Un comité parlementaire se réunira au sujet de la sécurité

Ottawa — Refusant de tourner la page sur les violentes manifestations survenues à Toronto lors du G20, les partis d'opposition ont convenu de convoquer une séance extraordinaire d'un comité parlementaire dans le but d'examiner les dérives de la sécurité du sommet, afin de s'assurer que cela ne se reproduise plus.

Une rare séance estivale qui aurait pour but de mettre la table à une série ultérieure d'audiences du Comité sur la sécurité publique et nationale.

Pour ce qui est des témoins pressentis, les partis ratissent large: le ministre de la Sécurité publique Vic Toews, la Gendarmerie royale du Canada, le Service canadien du renseignement de sécurité, des représentants du gouvernement de l'Ontario, la police de Toronto et la police provinciale de l'Ontario sont envisagés.
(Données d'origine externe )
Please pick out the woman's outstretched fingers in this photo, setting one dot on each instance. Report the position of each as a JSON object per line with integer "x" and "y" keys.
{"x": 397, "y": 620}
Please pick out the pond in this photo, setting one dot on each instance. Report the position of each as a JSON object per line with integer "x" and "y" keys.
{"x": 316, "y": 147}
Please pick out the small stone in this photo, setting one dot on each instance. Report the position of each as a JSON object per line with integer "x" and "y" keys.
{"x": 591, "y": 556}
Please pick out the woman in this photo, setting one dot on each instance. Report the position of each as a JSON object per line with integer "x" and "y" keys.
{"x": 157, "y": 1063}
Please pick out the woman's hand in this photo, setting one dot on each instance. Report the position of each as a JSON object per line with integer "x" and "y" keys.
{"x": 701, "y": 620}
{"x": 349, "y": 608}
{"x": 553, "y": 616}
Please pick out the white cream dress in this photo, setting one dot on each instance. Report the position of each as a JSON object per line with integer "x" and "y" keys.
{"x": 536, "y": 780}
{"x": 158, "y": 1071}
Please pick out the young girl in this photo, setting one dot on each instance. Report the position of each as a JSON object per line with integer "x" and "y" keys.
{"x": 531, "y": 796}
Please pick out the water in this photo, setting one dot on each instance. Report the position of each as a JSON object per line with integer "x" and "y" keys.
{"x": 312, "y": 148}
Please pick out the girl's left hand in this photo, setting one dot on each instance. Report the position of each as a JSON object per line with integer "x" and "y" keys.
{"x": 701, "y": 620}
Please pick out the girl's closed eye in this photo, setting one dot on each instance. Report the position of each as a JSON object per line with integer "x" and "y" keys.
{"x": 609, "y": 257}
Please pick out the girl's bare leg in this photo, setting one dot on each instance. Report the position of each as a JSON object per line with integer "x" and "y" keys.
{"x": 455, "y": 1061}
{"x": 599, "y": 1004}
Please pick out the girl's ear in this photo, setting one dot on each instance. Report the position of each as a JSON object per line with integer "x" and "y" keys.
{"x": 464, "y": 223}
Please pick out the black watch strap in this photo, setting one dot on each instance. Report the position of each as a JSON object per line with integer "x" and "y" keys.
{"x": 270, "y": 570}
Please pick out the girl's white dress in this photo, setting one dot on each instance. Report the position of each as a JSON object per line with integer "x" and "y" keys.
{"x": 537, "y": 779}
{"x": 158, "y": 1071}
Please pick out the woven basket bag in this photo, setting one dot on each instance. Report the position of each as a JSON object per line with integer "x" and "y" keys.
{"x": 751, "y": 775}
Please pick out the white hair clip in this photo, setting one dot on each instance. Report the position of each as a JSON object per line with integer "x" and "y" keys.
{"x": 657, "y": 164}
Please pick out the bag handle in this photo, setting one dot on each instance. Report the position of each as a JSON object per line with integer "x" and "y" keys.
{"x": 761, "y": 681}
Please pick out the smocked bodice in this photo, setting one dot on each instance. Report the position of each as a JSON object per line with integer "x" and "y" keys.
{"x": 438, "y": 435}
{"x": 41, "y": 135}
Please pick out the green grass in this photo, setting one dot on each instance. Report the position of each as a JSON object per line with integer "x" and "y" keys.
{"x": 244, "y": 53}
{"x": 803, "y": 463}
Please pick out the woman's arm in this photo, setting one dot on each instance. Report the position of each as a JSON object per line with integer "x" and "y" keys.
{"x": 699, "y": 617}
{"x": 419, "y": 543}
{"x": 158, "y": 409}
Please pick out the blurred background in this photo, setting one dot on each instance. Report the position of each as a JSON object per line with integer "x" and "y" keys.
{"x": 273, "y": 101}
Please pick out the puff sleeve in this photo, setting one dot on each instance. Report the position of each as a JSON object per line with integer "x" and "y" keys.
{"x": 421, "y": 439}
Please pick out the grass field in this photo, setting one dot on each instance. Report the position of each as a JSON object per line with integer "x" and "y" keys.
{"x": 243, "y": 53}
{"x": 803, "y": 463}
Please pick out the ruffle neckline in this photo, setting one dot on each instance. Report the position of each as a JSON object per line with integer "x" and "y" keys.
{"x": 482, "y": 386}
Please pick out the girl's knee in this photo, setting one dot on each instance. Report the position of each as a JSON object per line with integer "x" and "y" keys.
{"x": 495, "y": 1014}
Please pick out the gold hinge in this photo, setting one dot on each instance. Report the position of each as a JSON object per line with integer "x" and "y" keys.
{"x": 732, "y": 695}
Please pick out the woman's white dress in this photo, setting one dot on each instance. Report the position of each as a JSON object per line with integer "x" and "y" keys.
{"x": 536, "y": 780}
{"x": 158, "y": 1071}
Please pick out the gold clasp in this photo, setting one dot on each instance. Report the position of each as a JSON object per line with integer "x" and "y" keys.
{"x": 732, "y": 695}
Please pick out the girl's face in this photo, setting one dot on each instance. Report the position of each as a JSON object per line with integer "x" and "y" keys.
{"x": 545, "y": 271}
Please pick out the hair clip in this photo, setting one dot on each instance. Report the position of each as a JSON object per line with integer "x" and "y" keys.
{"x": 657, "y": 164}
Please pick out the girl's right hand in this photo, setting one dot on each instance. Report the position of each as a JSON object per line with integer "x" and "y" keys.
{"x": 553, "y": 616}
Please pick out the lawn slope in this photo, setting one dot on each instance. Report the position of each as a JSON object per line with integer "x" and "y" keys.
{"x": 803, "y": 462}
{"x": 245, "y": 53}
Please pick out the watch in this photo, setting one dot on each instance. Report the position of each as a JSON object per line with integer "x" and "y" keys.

Sans oublier les organisations de protection des libertés civiles et ceux qui prétendent avoir été victimes des policiers. Ou des manifestants.

Le néodémocrate Don Davies, l'un des vice-présidents du comité, a récolté les quatre signatures nécessaires — la sienne et celles de deux députés libéraux et d'un bloquiste — pour que le comité soit convoqué durant l'été, ce qui n'est habituellement pas le cas.

Lors de la réunion, qui aura lieu demain ou lundi, les députés devront décider si le comité se penchera bel et bien sur une foule de sujets qui vont des coûts de la sécurité aux violations des droits civils, en passant par les tactiques des policiers et la prétendue loi secrète qui devait leur donner plus de pouvoirs pour la durée des sommets du G8 et du G20.